How proud she was! How darkly fair!
How full of faith, of love, of strength!
Her calm, proud eyes! Her great hair’s length,—
Her long, strong, tumbled, careless hair,
Half curled and knotted anywhere,
From brow to breast, from cheek to chin,
For love to trip and tangle in!

XIII.

At last a tall strange sail was seen:
It came so slow, so wearily,
Came creeping cautious up the sea,
As if it crept from out between
The half-closed sea and sky that lay
Tight wedged together, far away.

She watched it, wooed it.

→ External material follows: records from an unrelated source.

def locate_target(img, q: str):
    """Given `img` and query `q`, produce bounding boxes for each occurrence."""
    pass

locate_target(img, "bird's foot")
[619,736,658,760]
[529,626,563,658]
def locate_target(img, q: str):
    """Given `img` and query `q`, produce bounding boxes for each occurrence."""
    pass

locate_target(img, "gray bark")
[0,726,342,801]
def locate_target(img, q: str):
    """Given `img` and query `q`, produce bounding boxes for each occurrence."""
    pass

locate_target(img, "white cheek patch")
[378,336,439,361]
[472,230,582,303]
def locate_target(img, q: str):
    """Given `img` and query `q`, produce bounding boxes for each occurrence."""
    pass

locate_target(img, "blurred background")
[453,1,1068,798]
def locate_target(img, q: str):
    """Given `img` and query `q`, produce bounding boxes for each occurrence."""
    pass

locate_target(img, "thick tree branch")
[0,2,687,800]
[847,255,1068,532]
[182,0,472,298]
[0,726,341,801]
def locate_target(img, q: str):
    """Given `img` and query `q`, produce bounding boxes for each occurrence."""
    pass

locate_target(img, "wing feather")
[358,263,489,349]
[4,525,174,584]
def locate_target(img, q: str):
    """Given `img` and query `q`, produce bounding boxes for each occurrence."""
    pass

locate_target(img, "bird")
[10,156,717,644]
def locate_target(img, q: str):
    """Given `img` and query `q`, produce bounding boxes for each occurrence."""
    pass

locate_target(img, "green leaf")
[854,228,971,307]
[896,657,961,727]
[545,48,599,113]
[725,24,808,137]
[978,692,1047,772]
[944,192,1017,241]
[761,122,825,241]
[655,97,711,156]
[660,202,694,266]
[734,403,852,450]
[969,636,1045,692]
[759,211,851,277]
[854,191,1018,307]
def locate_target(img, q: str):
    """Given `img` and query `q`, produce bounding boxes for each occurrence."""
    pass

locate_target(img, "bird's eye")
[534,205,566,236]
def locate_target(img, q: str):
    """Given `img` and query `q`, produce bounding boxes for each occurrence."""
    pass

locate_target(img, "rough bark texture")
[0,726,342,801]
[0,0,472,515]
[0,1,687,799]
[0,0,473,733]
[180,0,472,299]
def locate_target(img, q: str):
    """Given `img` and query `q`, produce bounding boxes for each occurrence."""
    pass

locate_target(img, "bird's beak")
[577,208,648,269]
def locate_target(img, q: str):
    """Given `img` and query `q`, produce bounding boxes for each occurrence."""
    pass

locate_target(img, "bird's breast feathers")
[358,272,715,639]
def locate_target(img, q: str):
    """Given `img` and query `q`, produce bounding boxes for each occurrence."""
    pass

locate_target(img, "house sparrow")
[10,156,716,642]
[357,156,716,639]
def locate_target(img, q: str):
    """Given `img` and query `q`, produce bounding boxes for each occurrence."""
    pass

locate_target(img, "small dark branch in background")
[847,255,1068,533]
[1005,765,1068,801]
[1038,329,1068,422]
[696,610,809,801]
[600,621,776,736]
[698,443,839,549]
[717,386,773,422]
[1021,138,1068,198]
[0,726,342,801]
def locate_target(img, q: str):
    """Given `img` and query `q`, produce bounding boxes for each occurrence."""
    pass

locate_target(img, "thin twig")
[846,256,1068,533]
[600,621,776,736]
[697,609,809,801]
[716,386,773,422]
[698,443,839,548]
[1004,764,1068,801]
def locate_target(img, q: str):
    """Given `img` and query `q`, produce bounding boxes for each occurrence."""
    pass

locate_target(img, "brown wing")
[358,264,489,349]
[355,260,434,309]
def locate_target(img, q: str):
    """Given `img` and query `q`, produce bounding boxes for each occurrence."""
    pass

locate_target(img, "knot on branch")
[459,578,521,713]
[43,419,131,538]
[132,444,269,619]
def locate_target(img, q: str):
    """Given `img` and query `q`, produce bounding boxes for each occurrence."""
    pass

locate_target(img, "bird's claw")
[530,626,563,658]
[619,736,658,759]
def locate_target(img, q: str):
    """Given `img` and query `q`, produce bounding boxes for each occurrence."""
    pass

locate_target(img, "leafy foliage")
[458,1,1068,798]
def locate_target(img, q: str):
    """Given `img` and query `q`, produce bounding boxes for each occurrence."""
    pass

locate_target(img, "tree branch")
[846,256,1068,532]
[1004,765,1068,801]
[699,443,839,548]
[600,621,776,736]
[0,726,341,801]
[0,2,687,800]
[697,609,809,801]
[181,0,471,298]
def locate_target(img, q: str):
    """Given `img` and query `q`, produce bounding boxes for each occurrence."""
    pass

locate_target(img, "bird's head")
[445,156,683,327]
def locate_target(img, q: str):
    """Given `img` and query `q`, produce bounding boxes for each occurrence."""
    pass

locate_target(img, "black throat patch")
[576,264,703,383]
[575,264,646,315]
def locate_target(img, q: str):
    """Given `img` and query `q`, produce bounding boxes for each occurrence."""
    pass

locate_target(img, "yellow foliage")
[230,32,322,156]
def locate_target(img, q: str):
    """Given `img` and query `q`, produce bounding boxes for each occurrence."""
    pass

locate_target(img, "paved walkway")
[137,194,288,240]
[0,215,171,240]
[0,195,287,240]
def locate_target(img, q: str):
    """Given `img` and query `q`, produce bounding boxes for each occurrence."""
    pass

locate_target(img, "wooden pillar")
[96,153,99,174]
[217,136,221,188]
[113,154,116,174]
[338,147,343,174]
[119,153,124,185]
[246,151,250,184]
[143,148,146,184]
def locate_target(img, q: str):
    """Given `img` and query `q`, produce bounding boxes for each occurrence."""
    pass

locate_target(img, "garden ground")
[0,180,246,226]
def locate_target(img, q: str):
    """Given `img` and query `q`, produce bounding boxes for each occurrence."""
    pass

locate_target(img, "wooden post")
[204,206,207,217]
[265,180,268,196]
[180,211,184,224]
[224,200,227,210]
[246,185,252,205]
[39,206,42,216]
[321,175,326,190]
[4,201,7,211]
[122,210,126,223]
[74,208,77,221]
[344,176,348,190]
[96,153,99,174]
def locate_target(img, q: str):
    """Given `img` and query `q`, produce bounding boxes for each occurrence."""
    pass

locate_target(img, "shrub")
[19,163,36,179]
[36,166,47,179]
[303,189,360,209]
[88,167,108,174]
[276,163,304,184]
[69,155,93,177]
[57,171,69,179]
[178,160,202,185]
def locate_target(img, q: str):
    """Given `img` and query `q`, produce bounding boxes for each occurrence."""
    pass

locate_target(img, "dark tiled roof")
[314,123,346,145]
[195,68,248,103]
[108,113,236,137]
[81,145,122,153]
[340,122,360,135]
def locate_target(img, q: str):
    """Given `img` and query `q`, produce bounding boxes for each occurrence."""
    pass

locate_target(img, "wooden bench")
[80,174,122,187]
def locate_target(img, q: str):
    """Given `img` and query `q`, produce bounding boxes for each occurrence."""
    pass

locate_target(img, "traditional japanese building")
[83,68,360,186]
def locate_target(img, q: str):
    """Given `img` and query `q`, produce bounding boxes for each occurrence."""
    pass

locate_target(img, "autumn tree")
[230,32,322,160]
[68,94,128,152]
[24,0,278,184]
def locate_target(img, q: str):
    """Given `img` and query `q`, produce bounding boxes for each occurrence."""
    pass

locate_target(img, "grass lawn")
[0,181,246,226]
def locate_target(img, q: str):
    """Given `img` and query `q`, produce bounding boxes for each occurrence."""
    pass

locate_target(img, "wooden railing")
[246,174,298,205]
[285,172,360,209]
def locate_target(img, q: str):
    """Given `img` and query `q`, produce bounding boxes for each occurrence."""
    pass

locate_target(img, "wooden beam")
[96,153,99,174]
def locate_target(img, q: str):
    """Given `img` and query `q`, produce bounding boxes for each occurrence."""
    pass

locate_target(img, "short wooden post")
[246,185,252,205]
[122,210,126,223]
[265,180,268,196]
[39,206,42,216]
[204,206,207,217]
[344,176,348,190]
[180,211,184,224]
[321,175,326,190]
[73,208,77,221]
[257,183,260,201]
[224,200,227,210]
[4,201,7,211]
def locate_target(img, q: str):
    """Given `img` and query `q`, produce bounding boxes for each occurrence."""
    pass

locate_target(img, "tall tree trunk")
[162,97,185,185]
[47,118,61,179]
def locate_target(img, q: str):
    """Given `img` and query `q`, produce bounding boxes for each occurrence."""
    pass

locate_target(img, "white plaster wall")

She did pray
It might not pass her by, but bring
Some love, some hate, some anything,
To break the awful loneliness
That like a nightly nightmare lay
Upon her proud and pent-up soul
Until it barely brooked control.

XIV.

The ship crept silent up the sea,
And came—
You cannot understand
How fair she was, how sudden she
Had sprung, full-grown, to womanhood:
How gracious, yet how proud and grand;
How glorified, yet fresh and free,
How human, yet how more than good.

XV.

The ship stole slowly, slowly on;—
Should you in Californian field
In ample flower-time behold
The soft south rose lift like a shield
Against the sudden sun at dawn,
A double handful of heaped gold,
Why you, perhaps, might understand
How splendid and how queenly she
Uprose beside that wood-set sea.

The storm-worn ship scarce seemed to creep
From wave to wave. It scarce could keep—
How still this fair girl stood, how fair!
How proud her presence as she stood
Between that vast sea and west wood!
How large and liberal her soul,
How confident, how purely chare,
How trusting; how untried the whole
Great heart, grand faith, that blossomed there!